Frederico Morais: "O meu foco neste ano está em entrar para a elite mundial"

Entrevista ao surfista, de 24 anos, bicampeão nacional, após a vitória na segunda etapa da Liga Moche, na Costa da Caparica.

Chegou à praia do CDS na Costa de Caparica viu e venceu. Foi difícil? Para quem estava de fora parece que não teve muitos problemas...

Nunca é fácil. Além disso, tinha acabado de chegar da Austrália, onde estive a treinar, e as primeiras baterias foram complicadas com o fato e o frio, foi um pouco estranho... Os surfistas da Liga estão todos com um nível incrível. Vi a transmissão da primeira etapa com grandes pontuações e disputas muito renhidas, estava à espera do mesmo na praia do CDS e isso acabou por acontecer.

Como é que acha que Vasco Ribeiro - o seu maior rival na Liga, uma vez que desde 2011 o título nacional anda a balançar entre vocês os dois - ficou após ter sido eliminado prematuramente?

Não deve ter ficado satisfeito porque todos nós estamos ali para alcançar o nosso melhor resultado, de preferência uma vitória, mas acho que temos uma rivalidade amigável, por assim dizer. Quando competimos um contra o outro acaba por ser sempre uma bateria renhida, que puxa por nós, umas vezes ganha um, outras vezes ganha outro, e isso faz parte da competição. Penso que existe sempre um lado positivo na derrota e ele deve ter chegado às suas conclusões na Costa.

Além de Vasco, quem acha que neste ano vão ser os seus maiores rivais na Liga?

Não sei... Obviamente, depois destes últimos resultados, o Gony Zubizarreta, que é um excelente surfista, quase português. Ganhou a primeira etapa, na qual não pude estar presente, e ficou em segundo agora. E o Saca também. Porém, acho que depende de como as coisas forem correndo ao longo do ano e tudo pode mudar de um momento para o outro. Temos ótimos surfistas em prova.

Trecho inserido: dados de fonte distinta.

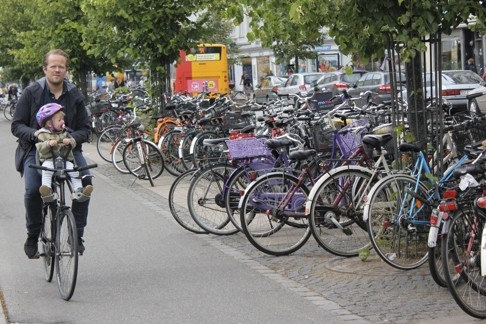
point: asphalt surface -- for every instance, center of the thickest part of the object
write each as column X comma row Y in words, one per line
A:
column 346, row 288
column 369, row 291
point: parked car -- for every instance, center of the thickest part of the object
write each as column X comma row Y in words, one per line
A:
column 477, row 100
column 456, row 85
column 336, row 81
column 379, row 84
column 299, row 83
column 267, row 89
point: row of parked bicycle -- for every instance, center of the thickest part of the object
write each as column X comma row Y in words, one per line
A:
column 8, row 107
column 288, row 174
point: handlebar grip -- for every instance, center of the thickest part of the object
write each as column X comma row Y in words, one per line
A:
column 89, row 166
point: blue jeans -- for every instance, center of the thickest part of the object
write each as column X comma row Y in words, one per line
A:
column 33, row 202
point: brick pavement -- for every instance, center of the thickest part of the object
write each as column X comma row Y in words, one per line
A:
column 349, row 288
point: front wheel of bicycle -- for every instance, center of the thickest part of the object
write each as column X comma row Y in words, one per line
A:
column 8, row 111
column 154, row 162
column 272, row 214
column 66, row 254
column 47, row 242
column 336, row 212
column 398, row 222
column 107, row 140
column 206, row 202
column 462, row 249
column 178, row 202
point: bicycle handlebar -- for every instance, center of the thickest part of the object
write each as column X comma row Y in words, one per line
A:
column 76, row 168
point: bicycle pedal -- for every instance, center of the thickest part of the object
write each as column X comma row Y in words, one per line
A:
column 347, row 231
column 36, row 256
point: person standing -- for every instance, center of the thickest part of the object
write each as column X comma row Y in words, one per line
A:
column 470, row 65
column 13, row 92
column 52, row 88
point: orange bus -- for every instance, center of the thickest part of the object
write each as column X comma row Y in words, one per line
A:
column 204, row 69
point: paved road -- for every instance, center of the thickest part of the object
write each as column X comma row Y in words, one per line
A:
column 341, row 289
column 371, row 291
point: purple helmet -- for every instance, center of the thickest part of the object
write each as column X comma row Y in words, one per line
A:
column 46, row 112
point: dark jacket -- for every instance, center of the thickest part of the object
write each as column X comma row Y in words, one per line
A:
column 24, row 123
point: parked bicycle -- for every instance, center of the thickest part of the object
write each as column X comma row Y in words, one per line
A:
column 59, row 236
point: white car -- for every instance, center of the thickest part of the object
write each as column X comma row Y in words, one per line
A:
column 456, row 85
column 477, row 100
column 299, row 83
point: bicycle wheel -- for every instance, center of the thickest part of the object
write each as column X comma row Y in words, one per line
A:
column 204, row 154
column 398, row 223
column 153, row 160
column 436, row 264
column 237, row 183
column 47, row 243
column 66, row 259
column 117, row 156
column 178, row 202
column 107, row 140
column 336, row 212
column 462, row 248
column 169, row 146
column 205, row 199
column 185, row 150
column 8, row 111
column 272, row 225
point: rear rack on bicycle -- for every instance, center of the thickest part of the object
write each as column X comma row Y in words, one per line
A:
column 248, row 148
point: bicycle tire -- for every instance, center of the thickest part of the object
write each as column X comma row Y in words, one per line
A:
column 234, row 188
column 177, row 202
column 46, row 237
column 273, row 231
column 106, row 141
column 117, row 157
column 464, row 280
column 66, row 259
column 237, row 183
column 153, row 156
column 396, row 240
column 435, row 262
column 8, row 111
column 185, row 150
column 205, row 200
column 168, row 145
column 203, row 154
column 337, row 200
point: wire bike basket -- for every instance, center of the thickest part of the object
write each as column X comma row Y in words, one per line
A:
column 248, row 148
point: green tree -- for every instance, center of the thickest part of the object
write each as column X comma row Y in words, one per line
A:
column 35, row 27
column 151, row 31
column 280, row 25
column 360, row 28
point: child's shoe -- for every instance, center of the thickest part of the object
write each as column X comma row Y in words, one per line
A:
column 83, row 194
column 46, row 194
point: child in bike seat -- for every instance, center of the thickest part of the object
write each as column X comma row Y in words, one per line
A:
column 54, row 140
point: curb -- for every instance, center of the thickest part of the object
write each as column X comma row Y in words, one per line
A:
column 3, row 309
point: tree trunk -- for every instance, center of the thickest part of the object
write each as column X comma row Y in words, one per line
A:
column 417, row 117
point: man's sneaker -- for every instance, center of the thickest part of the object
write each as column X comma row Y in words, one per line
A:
column 81, row 247
column 30, row 246
column 46, row 194
column 83, row 194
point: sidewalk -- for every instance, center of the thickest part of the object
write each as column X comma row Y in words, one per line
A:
column 368, row 291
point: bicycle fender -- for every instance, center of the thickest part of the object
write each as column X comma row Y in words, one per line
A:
column 326, row 176
column 374, row 188
column 254, row 182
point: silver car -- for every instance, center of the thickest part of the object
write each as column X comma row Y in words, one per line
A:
column 477, row 100
column 267, row 89
column 456, row 85
column 299, row 83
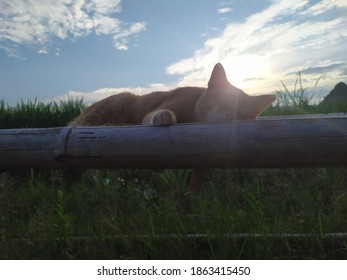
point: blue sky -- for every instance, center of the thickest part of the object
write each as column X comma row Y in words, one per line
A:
column 57, row 48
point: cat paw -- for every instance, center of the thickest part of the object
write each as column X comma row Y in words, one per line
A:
column 163, row 117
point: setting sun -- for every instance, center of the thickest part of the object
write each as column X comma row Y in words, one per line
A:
column 244, row 68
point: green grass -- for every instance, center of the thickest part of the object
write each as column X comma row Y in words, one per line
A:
column 148, row 214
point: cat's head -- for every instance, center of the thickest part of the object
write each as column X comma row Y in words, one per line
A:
column 223, row 102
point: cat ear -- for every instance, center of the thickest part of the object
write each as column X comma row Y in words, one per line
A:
column 218, row 75
column 261, row 102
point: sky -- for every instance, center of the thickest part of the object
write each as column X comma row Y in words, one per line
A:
column 90, row 49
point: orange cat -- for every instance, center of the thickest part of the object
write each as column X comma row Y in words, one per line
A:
column 220, row 101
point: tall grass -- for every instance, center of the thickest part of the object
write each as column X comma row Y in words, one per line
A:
column 149, row 214
column 39, row 114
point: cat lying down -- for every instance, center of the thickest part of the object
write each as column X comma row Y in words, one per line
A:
column 220, row 101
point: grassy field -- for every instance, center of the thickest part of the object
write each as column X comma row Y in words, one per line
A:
column 149, row 214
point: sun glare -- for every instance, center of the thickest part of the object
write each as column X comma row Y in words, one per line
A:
column 244, row 68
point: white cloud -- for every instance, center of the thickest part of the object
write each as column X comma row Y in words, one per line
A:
column 38, row 22
column 286, row 37
column 91, row 97
column 224, row 10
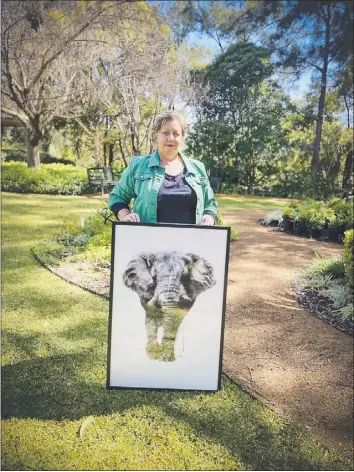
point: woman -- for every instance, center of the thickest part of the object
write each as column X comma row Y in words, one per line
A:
column 167, row 186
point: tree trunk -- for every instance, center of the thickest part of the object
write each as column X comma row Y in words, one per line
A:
column 348, row 171
column 321, row 104
column 97, row 149
column 33, row 148
column 111, row 155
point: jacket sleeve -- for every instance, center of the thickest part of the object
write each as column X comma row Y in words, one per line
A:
column 123, row 192
column 210, row 203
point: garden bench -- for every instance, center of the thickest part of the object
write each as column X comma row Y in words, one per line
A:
column 101, row 176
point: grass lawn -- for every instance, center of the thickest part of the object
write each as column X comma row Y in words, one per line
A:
column 54, row 349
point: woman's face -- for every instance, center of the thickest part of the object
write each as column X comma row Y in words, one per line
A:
column 170, row 139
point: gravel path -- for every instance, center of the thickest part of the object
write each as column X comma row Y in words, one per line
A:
column 297, row 364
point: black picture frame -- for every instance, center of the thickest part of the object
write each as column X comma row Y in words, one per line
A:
column 161, row 336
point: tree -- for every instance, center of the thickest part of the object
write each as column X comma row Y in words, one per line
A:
column 308, row 35
column 303, row 35
column 239, row 113
column 49, row 57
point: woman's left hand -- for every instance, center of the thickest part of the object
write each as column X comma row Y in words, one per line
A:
column 207, row 220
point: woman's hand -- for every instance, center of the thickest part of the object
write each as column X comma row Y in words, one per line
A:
column 130, row 217
column 207, row 220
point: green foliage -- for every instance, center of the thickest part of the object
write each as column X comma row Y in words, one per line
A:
column 48, row 159
column 318, row 214
column 54, row 359
column 221, row 222
column 340, row 295
column 343, row 212
column 239, row 117
column 327, row 266
column 52, row 179
column 348, row 255
column 328, row 277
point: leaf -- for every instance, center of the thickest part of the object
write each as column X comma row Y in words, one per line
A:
column 87, row 422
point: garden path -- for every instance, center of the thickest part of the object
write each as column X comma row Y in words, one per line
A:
column 295, row 363
column 274, row 349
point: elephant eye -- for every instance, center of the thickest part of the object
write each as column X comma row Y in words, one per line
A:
column 130, row 273
column 188, row 266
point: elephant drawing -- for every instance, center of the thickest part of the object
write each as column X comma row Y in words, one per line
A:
column 167, row 284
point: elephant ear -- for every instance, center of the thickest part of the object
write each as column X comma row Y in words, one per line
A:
column 201, row 273
column 138, row 271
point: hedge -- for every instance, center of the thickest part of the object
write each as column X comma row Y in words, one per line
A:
column 311, row 216
column 50, row 179
column 348, row 256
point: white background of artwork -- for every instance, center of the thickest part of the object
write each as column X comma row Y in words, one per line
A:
column 197, row 347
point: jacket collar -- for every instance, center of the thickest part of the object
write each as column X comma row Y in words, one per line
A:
column 154, row 160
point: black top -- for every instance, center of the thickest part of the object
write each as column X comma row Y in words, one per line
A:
column 176, row 201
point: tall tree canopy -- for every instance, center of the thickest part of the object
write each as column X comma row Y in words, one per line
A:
column 239, row 112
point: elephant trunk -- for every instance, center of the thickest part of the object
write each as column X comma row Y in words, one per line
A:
column 170, row 295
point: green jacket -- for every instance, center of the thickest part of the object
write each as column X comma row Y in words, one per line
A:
column 141, row 181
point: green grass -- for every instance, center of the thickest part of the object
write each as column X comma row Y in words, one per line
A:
column 54, row 352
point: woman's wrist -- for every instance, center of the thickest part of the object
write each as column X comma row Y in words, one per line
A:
column 124, row 212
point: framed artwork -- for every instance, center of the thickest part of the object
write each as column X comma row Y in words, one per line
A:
column 167, row 306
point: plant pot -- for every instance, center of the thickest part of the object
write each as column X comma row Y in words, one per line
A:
column 324, row 234
column 288, row 226
column 315, row 233
column 333, row 234
column 299, row 229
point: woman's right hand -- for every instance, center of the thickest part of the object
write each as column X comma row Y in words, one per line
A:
column 130, row 217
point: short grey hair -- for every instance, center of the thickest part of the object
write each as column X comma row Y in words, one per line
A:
column 165, row 116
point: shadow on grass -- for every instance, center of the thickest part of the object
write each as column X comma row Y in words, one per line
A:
column 60, row 388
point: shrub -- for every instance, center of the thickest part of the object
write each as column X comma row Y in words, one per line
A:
column 318, row 215
column 221, row 222
column 16, row 156
column 348, row 256
column 51, row 179
column 327, row 266
column 343, row 212
column 48, row 159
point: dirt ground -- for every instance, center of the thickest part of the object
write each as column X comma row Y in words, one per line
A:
column 295, row 363
column 290, row 360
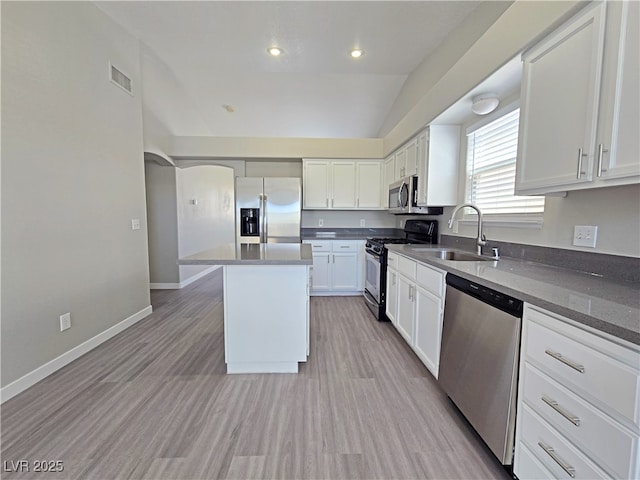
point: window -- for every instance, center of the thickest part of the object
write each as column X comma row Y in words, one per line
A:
column 491, row 169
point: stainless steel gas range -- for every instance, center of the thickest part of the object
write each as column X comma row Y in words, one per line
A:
column 415, row 231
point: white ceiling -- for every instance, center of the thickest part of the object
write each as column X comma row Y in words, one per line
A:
column 217, row 53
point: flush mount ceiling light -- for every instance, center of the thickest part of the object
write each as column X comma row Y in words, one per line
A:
column 275, row 51
column 485, row 103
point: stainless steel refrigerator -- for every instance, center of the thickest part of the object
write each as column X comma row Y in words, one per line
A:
column 268, row 209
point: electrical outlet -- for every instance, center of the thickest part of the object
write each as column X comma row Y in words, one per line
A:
column 65, row 321
column 585, row 235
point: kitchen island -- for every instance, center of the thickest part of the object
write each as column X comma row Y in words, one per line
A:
column 266, row 304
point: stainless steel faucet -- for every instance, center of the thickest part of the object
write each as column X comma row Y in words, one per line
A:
column 481, row 240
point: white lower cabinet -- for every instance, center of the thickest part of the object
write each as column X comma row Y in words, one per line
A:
column 415, row 306
column 406, row 308
column 578, row 402
column 428, row 328
column 392, row 296
column 337, row 267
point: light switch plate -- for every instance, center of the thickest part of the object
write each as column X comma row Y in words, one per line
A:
column 65, row 321
column 585, row 235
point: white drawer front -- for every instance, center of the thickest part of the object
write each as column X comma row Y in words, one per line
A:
column 392, row 260
column 540, row 438
column 431, row 279
column 563, row 410
column 345, row 246
column 319, row 245
column 407, row 267
column 603, row 379
column 527, row 467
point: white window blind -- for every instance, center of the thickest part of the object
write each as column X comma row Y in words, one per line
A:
column 491, row 169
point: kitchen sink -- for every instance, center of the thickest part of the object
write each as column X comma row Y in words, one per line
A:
column 452, row 255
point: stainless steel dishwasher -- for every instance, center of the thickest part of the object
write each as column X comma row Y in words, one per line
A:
column 479, row 360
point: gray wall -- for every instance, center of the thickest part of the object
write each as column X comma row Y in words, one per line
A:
column 162, row 221
column 211, row 220
column 72, row 180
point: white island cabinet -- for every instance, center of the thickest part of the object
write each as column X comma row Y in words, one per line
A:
column 266, row 304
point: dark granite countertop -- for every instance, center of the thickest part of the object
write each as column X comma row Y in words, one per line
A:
column 607, row 305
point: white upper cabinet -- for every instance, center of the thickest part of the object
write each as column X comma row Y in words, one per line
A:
column 432, row 155
column 401, row 164
column 389, row 176
column 411, row 157
column 438, row 150
column 618, row 143
column 342, row 184
column 579, row 104
column 343, row 175
column 369, row 185
column 316, row 187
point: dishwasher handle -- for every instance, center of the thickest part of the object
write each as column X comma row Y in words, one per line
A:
column 499, row 300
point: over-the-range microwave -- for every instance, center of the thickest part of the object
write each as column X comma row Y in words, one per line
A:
column 403, row 198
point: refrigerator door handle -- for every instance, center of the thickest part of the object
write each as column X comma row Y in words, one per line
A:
column 265, row 220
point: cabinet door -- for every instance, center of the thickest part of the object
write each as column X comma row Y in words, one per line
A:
column 392, row 296
column 343, row 184
column 422, row 164
column 368, row 185
column 401, row 163
column 618, row 140
column 345, row 271
column 321, row 273
column 389, row 176
column 316, row 184
column 406, row 308
column 560, row 94
column 411, row 158
column 428, row 329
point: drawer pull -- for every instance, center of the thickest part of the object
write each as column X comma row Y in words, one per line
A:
column 559, row 357
column 565, row 413
column 564, row 465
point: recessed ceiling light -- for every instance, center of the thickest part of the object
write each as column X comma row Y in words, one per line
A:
column 275, row 51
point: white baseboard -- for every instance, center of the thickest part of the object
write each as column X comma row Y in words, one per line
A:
column 33, row 377
column 164, row 286
column 184, row 283
column 333, row 293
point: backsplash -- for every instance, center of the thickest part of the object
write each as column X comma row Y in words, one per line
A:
column 617, row 267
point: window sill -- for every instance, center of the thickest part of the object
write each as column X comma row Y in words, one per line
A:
column 509, row 221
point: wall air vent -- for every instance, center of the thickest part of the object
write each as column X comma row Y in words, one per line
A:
column 120, row 79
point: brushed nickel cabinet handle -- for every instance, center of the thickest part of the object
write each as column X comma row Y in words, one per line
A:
column 560, row 358
column 601, row 150
column 565, row 413
column 580, row 155
column 564, row 465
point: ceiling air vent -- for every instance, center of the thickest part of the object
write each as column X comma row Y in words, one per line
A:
column 120, row 79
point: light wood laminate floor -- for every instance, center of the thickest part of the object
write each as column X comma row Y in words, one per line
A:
column 155, row 403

A Liga tem vindo a melhorar de ano para ano e a maioria dos surfistas está satisfeita com esta evolução. Existe no entanto alguma mudança que gostasse de ver concretizada num futuro próximo?

Sinceramente, não tenho nada a apontar. Penso que o trabalho que tem vindo a ser feito é excelente. Mais etapas, acho que não vale a pena. E os lugares onde vamos são as principais paragens do surf português atualmente. Talvez falte uma etapa no Sul do país, mas isso já aconteceu há dois anos, se não me engano. O prize money tem vindo a aumentar gradualmente e agora foi introduzido o formato das prioridades, ou seja, as regras de competição são as mesmas do que as do circuito mundial de qualificação, o que é ótimo para nós.

Do plano nacional para o internacional. Vai correr o mundial de qualificação na íntegra neste ano?

Sim, vou correr o mundial de qualificação a tempo inteiro. O meu foco é entrar para a elite mundial e por isso tenho de fazer essas provas todas.

Numa resposta honesta, o que acha que lhe falta para conseguir um lugar entre os 32 melhores do mundo?

É ser consistente durante o ano inteiro, mas acho que isso surge com o tempo e, se estiver com a estrelinha da sorte, acabará por acontecer um dia. O trabalho, o surf, a dedicação, tudo está no sítio certo, por isso não vejo a hora de me qualificar.